The trail junction point Volshenitsa, between Seletskoe and Obozerskaya, was fitted up with quarters for soldiers and vigilantly guarded against surprise attacks by the Reds from 443, or Emtsa. Sometimes it was held by British and Russians from Seletskoe and sometimes by Americans from Obozerskaya.
It sounds easy to say “Guarding lines of communication.” But any veteran of the North Russian expedition will tell you that the days and nights he spent at that duty were often severe tests. When that Russki thermometer was way below forty and the canteen on the hip was solid ice within twenty minutes of leaving the house, and the sleigh drivers’ whiskers were a frozen Niagara, and your little party had fifteen versts to go before seeing another village, you wondered how long you would be able to handle your rifle if you should be ambushed by a party of Bolos.

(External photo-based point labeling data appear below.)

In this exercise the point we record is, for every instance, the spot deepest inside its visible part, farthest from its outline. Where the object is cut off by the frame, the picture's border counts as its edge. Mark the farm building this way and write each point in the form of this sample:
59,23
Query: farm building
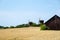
53,23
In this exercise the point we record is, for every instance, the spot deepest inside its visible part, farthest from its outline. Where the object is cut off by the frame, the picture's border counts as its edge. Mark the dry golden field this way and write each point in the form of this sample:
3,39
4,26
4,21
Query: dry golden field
30,33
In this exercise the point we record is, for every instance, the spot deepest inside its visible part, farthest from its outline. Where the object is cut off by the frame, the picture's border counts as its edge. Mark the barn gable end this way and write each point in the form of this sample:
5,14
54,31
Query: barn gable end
53,23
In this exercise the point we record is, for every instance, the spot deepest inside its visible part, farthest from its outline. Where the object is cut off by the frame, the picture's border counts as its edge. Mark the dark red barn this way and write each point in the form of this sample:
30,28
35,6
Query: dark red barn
53,23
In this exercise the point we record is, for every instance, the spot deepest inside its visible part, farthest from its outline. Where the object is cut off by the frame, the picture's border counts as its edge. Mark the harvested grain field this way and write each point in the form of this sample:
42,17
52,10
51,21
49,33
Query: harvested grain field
30,33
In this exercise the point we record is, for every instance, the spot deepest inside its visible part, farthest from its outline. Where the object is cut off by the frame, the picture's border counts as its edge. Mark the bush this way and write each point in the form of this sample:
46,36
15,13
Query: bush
12,27
1,27
6,27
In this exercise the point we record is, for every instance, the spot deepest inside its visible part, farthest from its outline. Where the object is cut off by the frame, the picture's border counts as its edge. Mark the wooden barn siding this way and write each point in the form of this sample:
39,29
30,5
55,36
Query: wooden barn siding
54,24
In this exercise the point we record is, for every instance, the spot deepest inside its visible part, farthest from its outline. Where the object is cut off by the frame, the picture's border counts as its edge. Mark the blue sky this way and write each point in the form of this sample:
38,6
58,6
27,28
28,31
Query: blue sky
15,12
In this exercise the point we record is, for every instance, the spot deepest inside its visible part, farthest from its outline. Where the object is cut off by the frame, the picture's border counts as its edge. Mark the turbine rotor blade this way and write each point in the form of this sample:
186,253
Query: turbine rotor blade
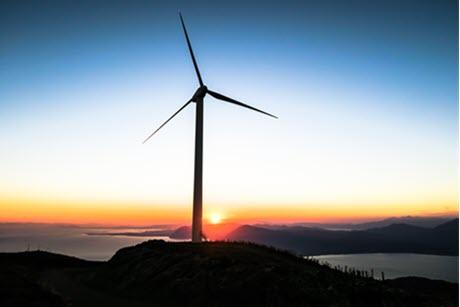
225,98
191,50
188,102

With the settling down of winter the transportation along the great winter reaches of road became a matter of fast traveling pony sleighs with frequent exchange of horses. Officers and civil officials found this travel not unpleasant. The following story, taken from the Red Cross Magazine and adapted to this volume, will give the doughboy a pleasing recollection and the casual reader a vivid picture of the winter travel.

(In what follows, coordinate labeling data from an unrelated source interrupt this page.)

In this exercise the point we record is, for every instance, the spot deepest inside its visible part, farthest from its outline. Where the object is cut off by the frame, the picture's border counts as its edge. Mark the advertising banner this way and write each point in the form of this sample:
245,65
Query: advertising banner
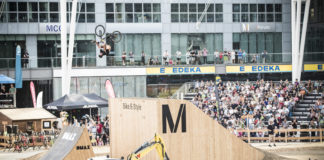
258,69
180,70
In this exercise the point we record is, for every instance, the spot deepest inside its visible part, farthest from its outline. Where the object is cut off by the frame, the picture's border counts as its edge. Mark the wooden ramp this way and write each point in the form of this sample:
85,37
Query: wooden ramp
188,133
72,144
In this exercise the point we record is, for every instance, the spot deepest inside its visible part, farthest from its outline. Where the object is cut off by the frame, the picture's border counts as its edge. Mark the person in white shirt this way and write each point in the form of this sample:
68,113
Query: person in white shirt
216,54
165,57
233,56
178,53
187,57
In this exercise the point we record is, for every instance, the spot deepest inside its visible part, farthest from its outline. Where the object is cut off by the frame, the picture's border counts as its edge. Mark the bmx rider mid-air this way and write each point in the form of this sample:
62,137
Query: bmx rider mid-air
102,44
104,48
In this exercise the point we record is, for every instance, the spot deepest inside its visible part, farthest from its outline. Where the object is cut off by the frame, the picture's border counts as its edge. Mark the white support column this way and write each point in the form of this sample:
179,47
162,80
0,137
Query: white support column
298,38
293,30
303,38
71,46
63,45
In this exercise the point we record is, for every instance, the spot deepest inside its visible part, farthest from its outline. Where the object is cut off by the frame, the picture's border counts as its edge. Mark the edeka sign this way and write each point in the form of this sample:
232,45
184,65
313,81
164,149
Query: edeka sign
180,70
313,67
258,69
54,28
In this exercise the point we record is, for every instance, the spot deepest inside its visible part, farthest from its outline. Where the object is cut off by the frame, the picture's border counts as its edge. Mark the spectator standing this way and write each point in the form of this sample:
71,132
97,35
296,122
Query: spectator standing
205,54
216,54
240,56
3,90
25,59
178,53
165,57
226,57
271,128
151,61
221,55
131,57
264,56
156,61
12,90
124,58
257,58
143,57
244,57
233,56
187,57
199,57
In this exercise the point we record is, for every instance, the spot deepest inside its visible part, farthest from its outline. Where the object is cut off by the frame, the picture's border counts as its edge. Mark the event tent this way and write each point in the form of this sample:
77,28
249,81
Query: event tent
77,101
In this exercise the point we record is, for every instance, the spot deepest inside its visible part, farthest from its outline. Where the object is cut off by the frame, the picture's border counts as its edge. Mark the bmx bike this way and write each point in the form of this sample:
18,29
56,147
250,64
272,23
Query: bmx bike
114,37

This might be the story of Captain Ramsay driving to Pinega in January to visit that front. Or it might be old “Three-Hair” Doc Laird sledging to Soyla to see “Military Pete” Primm’s sturdy platoon. Or it might be Colonel Stewart on his remarkable trip to the river winter fronts. However, it is the story of the active American Red Cross Major Williams, who hit the long trails early and showed the rest the way.
“I have just returned from a trip by sled up the Pinega River, to the farthest point on that section where American troops are located. The trip consumed six days and this, with the trip to the Dvina front, makes a total of twenty days journeying by sled and about eight hundred miles covered. Horses and not reindeer are used for transport. The Russian horse, like the peasant, must be a stout breed to stand the strain and stress of existence. They are never curried, are left standing in the open for hours, and usually in spots exposed to cruel winds when there is a semblance of shelter available within a few feet. The peasants do not believe in ‘mollycoddling’ their animals, nor themselves.
“On the return trip from Dvina I had a fine animal killed almost instantly by his breaking his neck. It was about five o’clock in the afternoon, pitch dark of course, and our Russian driver who, clad in reindeer skin and hood, resembled for all the world a polar bear on the front of the sled shouted meaningless and unnecessary words to our two horses to speed them on their way.
“All sexes and ages look alike in these reindeer parkis. We were in a semi-covered sled with narrow runner, but with safety skids to prevent it from completely capsizing. At the foot of every Russian hill the road makes a sharp turn. For a solid week we had been holding on at these turns, but finally had become accustomed, or perhaps I should say resigned, to them. Going down a long hill the horse holds back as long as he can, the driver assisting in retarding the movement of the sled. But on steep hills, where this is not possible, it is a case of a run for life.
“Our horse shied sharply at a sleeping bag which had been thrown from baggage sled ahead. The safety skids could not save us, but made the angle of our overturn more complete. Kirkpatrick, several pieces of his luggage, and an abnormal quantity of hay added to my discomfort. His heavy blanket roll, which he had been using as a back rest, was thrown twenty feet. The top of the sled acted as an ideal snow scoop and my head was rubbed in the snow thoroughly before our little driver, who was hanging on to the reins (b-r-r b-r-r b-r-r) could hold down the horse. It was not until an hour later, when our driver was bringing in our baggage, that I discovered that our lives had been in the hands of a thirteen-year-old girl.
“After a trip of this sort one becomes more and more enthusiastic about his blanket roll. Sleeping at all times upon the floor, and occasionally packed in like sardines with members of peasant families all in the same room, separated only by an improvised curtain, we kept our health, appetites and humor.